Also für Modder ist der Array sicher sehr gut geeignet, weil das äußere sehr schlicht ist, und man da noch viel machen kann.
Auf einem deiner Bilder sieht man gut wie viel Platz da im Gehäuse ist wenn man den Festplattenkäfig rausnimmt.

Beim Q08 kann man auf jeden Fall eine H50/70 ohne alzu großen Aufwand einbauen.
Auch beim Silverstone Sugo 07 geht eine H70 mit leichten Abstrichen rein.
Bei den kleinen Gehäusen sind kompakte WaKüs eigendlich das einzig Wahre wenn man ne leistungsstarke CPU kühlen will.

€dit: kannst ja irgendso nen "Modders Choice" Award einführen ^^


----------



## FTS (10. November 2010)

Danke für den Tipp Schlappe,
ich habe es sofort übernommen.
Muss aber später noch mal am
Design feilen 
MfG Jack


----------



## SaKuL (19. November 2010)

Nettes Review, sehr gut gemacht
Sieht ein bisschen ziemlich viel nach Lian Li PC-Qo8 aus


----------



## FTS (19. November 2010)

Hi SaKuL,
es freut mich sehr, dass dir mein Review gefallen hat.
Naja also vom Material sicher ein wenig, aber die Form
ist doch schon anders.
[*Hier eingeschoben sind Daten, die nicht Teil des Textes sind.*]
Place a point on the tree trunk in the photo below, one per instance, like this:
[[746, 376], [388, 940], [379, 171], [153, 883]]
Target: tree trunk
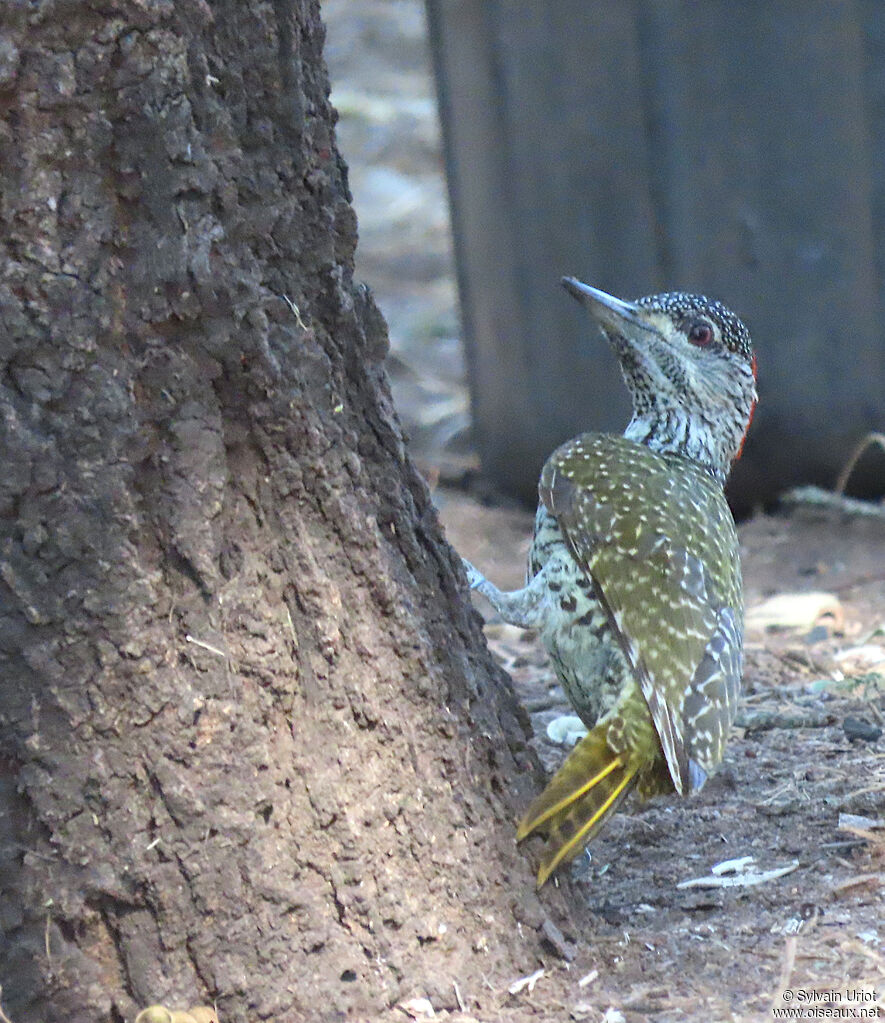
[[254, 751]]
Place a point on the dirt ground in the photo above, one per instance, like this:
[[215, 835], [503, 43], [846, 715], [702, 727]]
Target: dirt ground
[[792, 773], [802, 789]]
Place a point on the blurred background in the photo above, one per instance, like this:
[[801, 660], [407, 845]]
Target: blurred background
[[732, 148]]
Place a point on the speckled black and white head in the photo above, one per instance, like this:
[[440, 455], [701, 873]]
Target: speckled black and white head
[[690, 366]]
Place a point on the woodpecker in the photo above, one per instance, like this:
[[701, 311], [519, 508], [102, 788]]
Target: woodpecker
[[634, 575]]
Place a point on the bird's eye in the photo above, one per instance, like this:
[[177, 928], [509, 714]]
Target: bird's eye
[[700, 334]]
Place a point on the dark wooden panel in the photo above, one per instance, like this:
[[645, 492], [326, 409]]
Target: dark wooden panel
[[732, 148], [545, 154]]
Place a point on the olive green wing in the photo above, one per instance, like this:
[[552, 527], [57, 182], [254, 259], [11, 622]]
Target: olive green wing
[[659, 542]]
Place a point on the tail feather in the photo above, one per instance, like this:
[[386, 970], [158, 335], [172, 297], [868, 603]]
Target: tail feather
[[582, 794]]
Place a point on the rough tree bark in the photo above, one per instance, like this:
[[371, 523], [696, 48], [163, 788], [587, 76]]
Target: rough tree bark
[[253, 750]]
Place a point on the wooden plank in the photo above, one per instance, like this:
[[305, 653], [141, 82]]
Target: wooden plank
[[731, 148], [547, 175]]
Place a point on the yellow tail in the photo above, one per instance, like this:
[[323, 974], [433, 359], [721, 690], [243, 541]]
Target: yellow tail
[[580, 796]]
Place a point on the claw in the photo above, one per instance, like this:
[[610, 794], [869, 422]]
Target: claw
[[475, 577]]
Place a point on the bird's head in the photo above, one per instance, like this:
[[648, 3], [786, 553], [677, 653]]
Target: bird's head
[[690, 366]]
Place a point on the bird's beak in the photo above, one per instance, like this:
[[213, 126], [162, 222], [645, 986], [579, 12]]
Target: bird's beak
[[612, 314]]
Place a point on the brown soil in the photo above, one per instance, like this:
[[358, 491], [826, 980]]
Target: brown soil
[[722, 953], [652, 949]]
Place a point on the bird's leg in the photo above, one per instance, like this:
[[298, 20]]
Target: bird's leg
[[525, 608]]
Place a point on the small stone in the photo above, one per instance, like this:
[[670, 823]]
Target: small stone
[[554, 937], [856, 728]]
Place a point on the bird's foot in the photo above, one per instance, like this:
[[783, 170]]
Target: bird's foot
[[522, 607], [475, 577]]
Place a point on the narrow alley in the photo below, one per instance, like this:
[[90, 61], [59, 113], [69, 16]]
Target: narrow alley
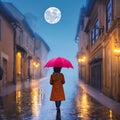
[[30, 101]]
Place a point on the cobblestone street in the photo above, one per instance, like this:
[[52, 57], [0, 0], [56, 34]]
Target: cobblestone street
[[31, 102]]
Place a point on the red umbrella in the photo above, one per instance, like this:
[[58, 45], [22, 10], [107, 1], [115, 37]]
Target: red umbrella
[[59, 62]]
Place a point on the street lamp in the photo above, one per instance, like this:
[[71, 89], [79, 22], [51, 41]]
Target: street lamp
[[117, 54]]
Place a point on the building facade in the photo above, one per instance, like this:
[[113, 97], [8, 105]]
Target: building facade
[[19, 54], [98, 38]]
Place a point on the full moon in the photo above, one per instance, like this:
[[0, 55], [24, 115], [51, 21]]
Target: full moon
[[52, 15]]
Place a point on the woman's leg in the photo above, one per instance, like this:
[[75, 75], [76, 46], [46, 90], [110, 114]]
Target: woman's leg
[[58, 103]]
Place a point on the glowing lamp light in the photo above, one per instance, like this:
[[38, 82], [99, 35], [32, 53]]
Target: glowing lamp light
[[117, 51]]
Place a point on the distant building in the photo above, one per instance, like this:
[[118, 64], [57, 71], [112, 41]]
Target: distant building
[[98, 41], [20, 56]]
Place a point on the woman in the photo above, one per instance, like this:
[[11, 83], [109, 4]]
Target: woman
[[57, 94]]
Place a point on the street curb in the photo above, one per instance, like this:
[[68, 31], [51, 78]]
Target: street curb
[[106, 101]]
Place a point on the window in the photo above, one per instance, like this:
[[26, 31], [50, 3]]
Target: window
[[95, 32], [0, 28], [108, 14]]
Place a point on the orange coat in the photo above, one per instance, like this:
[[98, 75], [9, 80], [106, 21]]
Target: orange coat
[[57, 81]]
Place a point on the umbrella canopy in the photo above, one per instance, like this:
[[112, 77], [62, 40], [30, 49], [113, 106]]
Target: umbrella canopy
[[59, 62]]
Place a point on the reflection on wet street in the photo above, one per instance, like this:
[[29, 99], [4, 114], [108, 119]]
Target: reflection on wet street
[[29, 104], [89, 109], [23, 104]]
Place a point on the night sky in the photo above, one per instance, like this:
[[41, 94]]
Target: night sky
[[60, 37]]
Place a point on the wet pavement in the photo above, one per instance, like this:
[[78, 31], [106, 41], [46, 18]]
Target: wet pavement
[[30, 101]]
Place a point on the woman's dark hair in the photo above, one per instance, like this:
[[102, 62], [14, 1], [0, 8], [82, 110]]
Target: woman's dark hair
[[57, 69]]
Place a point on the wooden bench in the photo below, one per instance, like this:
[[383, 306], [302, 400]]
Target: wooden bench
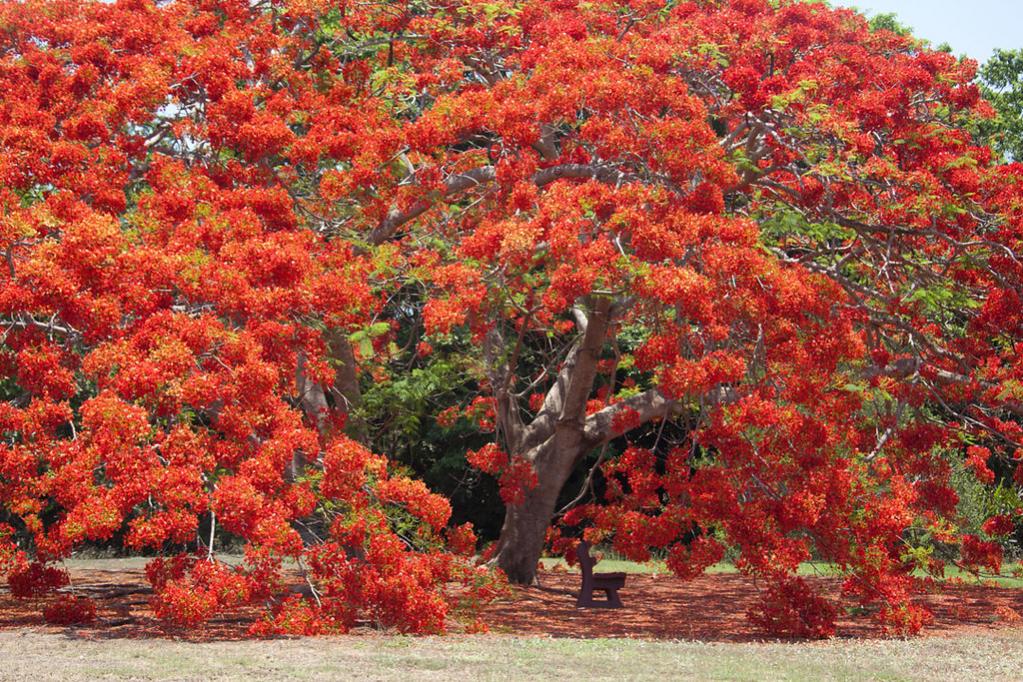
[[609, 583]]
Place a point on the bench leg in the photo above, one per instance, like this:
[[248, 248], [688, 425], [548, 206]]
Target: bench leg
[[614, 601]]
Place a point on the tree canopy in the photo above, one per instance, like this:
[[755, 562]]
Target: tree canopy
[[742, 271]]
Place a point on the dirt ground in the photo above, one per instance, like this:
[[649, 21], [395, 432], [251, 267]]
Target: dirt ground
[[711, 608]]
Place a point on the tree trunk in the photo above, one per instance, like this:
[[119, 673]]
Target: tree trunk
[[525, 529]]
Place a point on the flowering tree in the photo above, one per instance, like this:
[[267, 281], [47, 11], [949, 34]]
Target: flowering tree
[[758, 244]]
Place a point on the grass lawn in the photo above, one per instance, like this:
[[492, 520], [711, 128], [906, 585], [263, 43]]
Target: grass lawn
[[29, 655]]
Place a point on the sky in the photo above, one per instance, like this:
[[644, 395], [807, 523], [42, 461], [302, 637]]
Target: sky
[[974, 28]]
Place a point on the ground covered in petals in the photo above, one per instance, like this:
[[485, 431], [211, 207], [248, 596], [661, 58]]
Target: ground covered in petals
[[710, 608]]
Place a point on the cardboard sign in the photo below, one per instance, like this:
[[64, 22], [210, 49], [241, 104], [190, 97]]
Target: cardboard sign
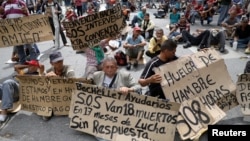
[[90, 30], [29, 29], [109, 114], [198, 81], [243, 93], [42, 95]]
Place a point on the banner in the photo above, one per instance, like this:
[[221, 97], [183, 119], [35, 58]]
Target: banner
[[29, 29], [199, 82], [90, 30], [42, 95], [243, 93], [111, 115]]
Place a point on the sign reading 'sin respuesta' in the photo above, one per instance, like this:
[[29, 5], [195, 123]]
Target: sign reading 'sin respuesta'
[[111, 115]]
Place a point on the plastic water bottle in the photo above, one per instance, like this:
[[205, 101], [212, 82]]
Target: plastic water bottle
[[235, 45]]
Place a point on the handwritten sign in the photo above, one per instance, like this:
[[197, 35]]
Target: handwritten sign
[[90, 30], [42, 95], [198, 81], [107, 114], [243, 93], [29, 29]]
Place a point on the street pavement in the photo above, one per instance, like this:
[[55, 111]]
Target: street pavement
[[26, 126]]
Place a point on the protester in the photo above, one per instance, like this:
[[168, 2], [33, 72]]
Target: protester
[[174, 18], [111, 77], [155, 43], [58, 69], [94, 55], [242, 35], [149, 77], [230, 25], [216, 38], [147, 27], [224, 8], [139, 17], [9, 90], [17, 9], [78, 5], [134, 47], [31, 6], [207, 13], [47, 8], [182, 25], [201, 39]]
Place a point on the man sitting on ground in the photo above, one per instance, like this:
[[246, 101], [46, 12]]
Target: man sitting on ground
[[9, 90], [134, 47], [155, 43], [148, 76]]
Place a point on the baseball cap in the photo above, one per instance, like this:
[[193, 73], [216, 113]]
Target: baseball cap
[[33, 63], [55, 57], [137, 28]]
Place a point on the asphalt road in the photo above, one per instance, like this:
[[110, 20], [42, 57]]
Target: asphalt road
[[25, 126]]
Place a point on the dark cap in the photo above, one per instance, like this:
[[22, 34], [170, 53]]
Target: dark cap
[[55, 57], [137, 28], [33, 63]]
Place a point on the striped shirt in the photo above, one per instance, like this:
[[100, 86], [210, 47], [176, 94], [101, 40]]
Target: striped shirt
[[13, 9]]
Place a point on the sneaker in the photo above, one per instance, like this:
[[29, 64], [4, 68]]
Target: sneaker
[[3, 123], [128, 66], [222, 50], [247, 51], [46, 118], [187, 45], [2, 117], [135, 64]]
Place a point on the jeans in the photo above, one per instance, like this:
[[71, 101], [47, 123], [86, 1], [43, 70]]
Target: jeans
[[9, 93], [219, 39], [22, 54]]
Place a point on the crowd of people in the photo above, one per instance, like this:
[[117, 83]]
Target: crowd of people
[[102, 69]]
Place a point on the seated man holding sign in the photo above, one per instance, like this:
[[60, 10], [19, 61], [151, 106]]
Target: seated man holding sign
[[9, 90], [148, 76], [58, 69], [111, 78], [134, 47]]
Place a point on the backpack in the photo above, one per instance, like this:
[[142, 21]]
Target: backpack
[[120, 58]]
Obwohl vielleicht wenn man das
Q08 hinlegt. Jedoch ist das Array R2 doch ein Stück
größer (;
Ich werde demnächst ein weiteres Case aus dem Hause
Fractal Design testen dürfen (: Genaueres verrate ich
noch nicht. Aber ich lasse es euch dann wissen!

Grüße Jack


----------



## riedochs (14. Juli 2011)

Ich betreibe mal Leichenschändung 

Hat das Gehäuse jemand in Betrieb mit mehreren Festplatten? Ich will 4 WD Green reinpacken. Wie sieht es da mit der Temperaturentwicklung aus. Mainboard dürfte wohl nur MiniITX gehen oder geht auch was größeres?

EDIT: Geht da auch µATX rein?


----------